My son has emotional and behavioural issues and awaiting assessment for adhd etc. This has not been helped over the past 12 months due to my divorce. He has hurt the children emotionally by trying to get to me and get his own way. My sons behaviour and perfomance at school has deteriorated massively since we went from him going to his dads 3 nights a week to 3 nights one week 4 nights the next which I didnt want to do but he insisted on in his words so he didnt have to pay me a penny maintenance. CMS have said he still needs to pay but only £32 a month due to the amount he earns. We have been told there is a high likelihood that he will be excluded from school (who are doing everything they can to help). Dad denys any behaviourly issues saying it does not occur with him. Since leaving he my kids have had 5 homes over a 12 month period and there is now talk of moving again. There have also been other big changes due to his dads activities. I am told his situation isnt stable but that the kids arent aware of what is going on – they clearly are and my son is making comments about self harming and wanting to die which he has most definately not heard with us. He doesnt want to go to his dads and we are having battles to get him to go with him waking through the night crying that he doesnt want to go. We are working with child services but my ex is not communicating well with them so its down to me to sort one 2 one sessions etc to find out why he feels and behaves the way he does and some of the stuff he says is quite concerning.

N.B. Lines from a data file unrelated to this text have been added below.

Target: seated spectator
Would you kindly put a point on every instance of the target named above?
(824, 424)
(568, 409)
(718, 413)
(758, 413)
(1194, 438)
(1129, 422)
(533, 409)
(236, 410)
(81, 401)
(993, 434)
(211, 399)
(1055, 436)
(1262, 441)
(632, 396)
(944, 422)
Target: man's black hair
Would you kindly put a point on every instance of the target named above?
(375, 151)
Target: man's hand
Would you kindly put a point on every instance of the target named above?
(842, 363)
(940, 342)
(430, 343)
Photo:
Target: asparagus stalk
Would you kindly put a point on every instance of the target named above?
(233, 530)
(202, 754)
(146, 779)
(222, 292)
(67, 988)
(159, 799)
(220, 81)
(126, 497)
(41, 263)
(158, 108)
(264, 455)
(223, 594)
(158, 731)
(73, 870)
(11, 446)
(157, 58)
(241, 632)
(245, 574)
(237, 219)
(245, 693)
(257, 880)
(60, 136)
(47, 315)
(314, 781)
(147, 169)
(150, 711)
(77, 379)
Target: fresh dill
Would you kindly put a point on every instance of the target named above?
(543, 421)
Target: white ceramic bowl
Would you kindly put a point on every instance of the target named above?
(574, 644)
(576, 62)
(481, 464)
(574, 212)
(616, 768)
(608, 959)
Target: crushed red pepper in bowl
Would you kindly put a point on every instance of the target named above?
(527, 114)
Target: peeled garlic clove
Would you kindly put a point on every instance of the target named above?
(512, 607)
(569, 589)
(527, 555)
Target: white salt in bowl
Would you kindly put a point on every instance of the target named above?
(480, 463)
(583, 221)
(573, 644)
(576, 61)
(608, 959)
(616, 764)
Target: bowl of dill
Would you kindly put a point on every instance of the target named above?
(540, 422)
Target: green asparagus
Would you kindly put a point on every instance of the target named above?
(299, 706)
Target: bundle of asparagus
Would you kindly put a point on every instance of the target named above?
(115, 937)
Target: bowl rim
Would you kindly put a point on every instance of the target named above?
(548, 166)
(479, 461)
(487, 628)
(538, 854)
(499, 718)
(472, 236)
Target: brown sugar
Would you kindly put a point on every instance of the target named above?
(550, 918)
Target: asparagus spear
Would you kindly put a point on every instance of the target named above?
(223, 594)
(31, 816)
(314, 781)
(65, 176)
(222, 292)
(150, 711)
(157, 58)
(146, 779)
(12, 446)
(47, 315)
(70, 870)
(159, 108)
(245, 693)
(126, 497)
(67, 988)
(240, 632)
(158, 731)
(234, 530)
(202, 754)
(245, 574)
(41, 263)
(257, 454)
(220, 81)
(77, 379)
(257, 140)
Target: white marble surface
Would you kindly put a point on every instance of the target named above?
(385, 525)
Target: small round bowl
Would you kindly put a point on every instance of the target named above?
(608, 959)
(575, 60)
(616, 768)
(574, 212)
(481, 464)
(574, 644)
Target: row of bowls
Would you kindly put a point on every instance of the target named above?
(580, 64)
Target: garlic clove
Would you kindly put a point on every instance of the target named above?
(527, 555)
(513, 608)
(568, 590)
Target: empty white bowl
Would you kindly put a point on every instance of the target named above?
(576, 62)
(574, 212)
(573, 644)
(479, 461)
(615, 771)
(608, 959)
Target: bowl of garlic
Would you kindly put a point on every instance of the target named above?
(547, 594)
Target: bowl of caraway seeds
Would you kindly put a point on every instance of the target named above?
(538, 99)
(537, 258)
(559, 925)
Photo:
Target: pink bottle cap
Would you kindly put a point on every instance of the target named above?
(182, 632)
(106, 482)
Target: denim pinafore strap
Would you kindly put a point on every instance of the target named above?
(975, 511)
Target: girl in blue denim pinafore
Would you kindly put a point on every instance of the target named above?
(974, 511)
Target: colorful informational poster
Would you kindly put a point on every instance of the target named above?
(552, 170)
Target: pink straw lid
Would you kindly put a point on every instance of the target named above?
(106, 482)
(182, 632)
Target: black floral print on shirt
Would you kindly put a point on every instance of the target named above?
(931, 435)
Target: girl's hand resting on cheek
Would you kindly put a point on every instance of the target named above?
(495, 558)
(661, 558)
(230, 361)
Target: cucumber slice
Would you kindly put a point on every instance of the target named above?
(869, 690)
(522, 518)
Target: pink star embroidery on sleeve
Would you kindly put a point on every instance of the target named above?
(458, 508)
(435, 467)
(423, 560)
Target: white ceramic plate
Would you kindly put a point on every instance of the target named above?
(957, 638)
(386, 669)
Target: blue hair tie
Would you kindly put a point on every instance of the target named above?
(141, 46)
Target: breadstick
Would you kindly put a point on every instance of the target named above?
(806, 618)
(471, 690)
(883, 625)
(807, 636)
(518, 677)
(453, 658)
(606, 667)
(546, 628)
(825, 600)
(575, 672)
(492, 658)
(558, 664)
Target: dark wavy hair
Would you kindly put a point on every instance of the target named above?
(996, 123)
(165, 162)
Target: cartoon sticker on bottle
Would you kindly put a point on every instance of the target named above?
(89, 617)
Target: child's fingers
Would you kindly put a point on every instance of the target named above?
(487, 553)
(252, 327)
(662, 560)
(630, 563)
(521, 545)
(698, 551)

I am going back to mediation as I feel less changes/handovers through the school week may help with his school behaviour. Ideally I would change this to weekends only (pick up friday after school and drop off monday morning at school but I do get that he works every other weekend. Ive come up with another way to do it but I dont think he will agree to it so looks like I will have to go to court. He has also made a claim for child benefit which has meant child benefit have froze my payments until it is sorted out. He will not pay to activities, sports or hobbies, school holidays, any sports equipment (sports glasses – quite high prescription). When I have had to have the kids more due to covid isolations in both homes and when we have taken them on holiday he refuses to have them any extra days and will only have them on the original days. That said this isnt about the money more about my childrens well being.
So all that baffle whats my question?
Am I right to reduce the amount of nights that he has the children to try to create a smoother pattern with least changes for the kids.